Strange and Wondrous: Prints of India from the Robert J. Del Bontà Collection

As global travel boomed from the sixteenth to the twentieth century, Europeans and Americans became increasingly fascinated with Indian culture. Merchants, soldiers, and missionaries documented their visits to India and other foreign lands in illustrated accounts. Created using such techniques as engraving, aquatint, lithography, and photogravure, these subjects and designs were easily duplicated, and copies circulated widely. Publishers regularly edited, amended, or simply reprinted them in publications as varied as atlases, memoirs, and history books.
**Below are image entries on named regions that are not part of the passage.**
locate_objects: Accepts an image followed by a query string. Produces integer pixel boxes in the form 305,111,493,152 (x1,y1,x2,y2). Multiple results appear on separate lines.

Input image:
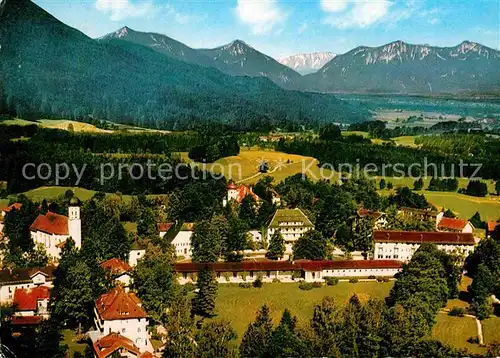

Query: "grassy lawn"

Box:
432,313,485,354
481,317,500,344
62,329,86,357
179,148,338,184
216,282,393,340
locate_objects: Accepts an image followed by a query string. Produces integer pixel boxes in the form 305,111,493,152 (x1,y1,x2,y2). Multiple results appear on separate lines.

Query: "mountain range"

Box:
278,52,337,75
303,41,500,93
96,27,500,94
0,0,368,129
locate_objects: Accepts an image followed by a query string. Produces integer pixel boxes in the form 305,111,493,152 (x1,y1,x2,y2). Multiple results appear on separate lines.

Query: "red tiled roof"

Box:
95,287,147,321
101,257,132,275
0,266,55,286
30,211,69,235
156,223,174,232
13,286,50,311
93,333,141,358
488,221,500,232
175,260,401,272
373,231,475,245
0,203,23,213
358,209,384,220
438,217,468,231
10,316,42,326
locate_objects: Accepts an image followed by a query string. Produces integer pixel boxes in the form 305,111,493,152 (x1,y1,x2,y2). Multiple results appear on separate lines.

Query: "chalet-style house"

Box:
222,182,262,206
358,209,387,230
171,223,194,259
156,223,175,238
89,286,153,353
128,241,146,267
267,208,314,255
30,206,82,262
100,258,132,288
437,217,474,234
373,231,476,261
92,333,154,358
0,266,55,304
175,260,402,284
12,286,50,325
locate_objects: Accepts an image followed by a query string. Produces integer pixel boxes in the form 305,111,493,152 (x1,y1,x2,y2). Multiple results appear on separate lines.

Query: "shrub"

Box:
325,277,339,286
448,307,466,317
292,271,302,280
253,276,264,288
299,281,313,291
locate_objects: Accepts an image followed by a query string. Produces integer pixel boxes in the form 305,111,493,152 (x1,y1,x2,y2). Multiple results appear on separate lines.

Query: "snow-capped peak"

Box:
279,52,336,74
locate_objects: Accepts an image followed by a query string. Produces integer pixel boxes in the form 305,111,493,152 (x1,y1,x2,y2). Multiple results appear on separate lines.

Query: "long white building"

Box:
373,231,476,261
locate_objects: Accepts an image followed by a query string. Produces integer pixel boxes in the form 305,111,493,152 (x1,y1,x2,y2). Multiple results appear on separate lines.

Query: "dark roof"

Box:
373,231,476,245
0,266,55,284
175,260,401,272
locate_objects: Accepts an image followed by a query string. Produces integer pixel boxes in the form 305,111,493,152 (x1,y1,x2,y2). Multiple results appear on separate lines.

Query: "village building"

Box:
92,333,154,358
267,208,314,255
373,231,476,261
437,217,474,234
0,203,23,234
128,241,146,267
100,258,132,288
171,223,194,259
156,223,175,238
486,221,500,237
0,266,55,304
222,182,262,206
30,206,82,262
358,209,387,230
12,286,50,325
89,286,153,353
174,260,402,284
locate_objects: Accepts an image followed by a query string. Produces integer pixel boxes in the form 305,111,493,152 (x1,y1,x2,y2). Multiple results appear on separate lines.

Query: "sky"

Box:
34,0,500,58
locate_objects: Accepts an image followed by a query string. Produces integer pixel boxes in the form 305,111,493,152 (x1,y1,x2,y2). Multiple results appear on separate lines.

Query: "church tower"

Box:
68,198,82,248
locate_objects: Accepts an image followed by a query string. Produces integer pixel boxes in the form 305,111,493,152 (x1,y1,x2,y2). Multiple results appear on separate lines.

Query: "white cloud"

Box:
235,0,287,35
95,0,154,21
323,0,394,29
298,22,309,35
321,0,349,12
The spread of these images led to broader knowledge and interest in Indian culture—but also to the creation and proliferation of negative stereotypes. Ascetics, or religious figures who renounce material comforts, were depicted over the years as supernatural beings, devout penitents, militants, tricksters, and beggars. Religious ceremonies were interpreted within a Christian framework instead of a Hindu one, leading to misconceptions of devotees as sinners or fanatics. With the aid of Indian art, deities were catalogued as lovers, drug users, and creators of the cosmos, which fed generalizations of India as a sensual, spiritual land.

The fifty artworks in Strange and Wondrous, from the encyclopedic Robert J. Del Bontà collection, show how certain ascetics and Hindu practices became emblems for all that Europeans and Americans found exotic, repulsive, or remarkable in India. By tracing how these images were interpreted and reproduced over time, the exhibition also demonstrates how perceptions of Indian culture shifted through the centuries, from the Enlightenment to the colonial period and Christian missionary movement, and into modernity. Together these prints reveal structures of the European and American imagination as much as they encapsulate conceptions of India.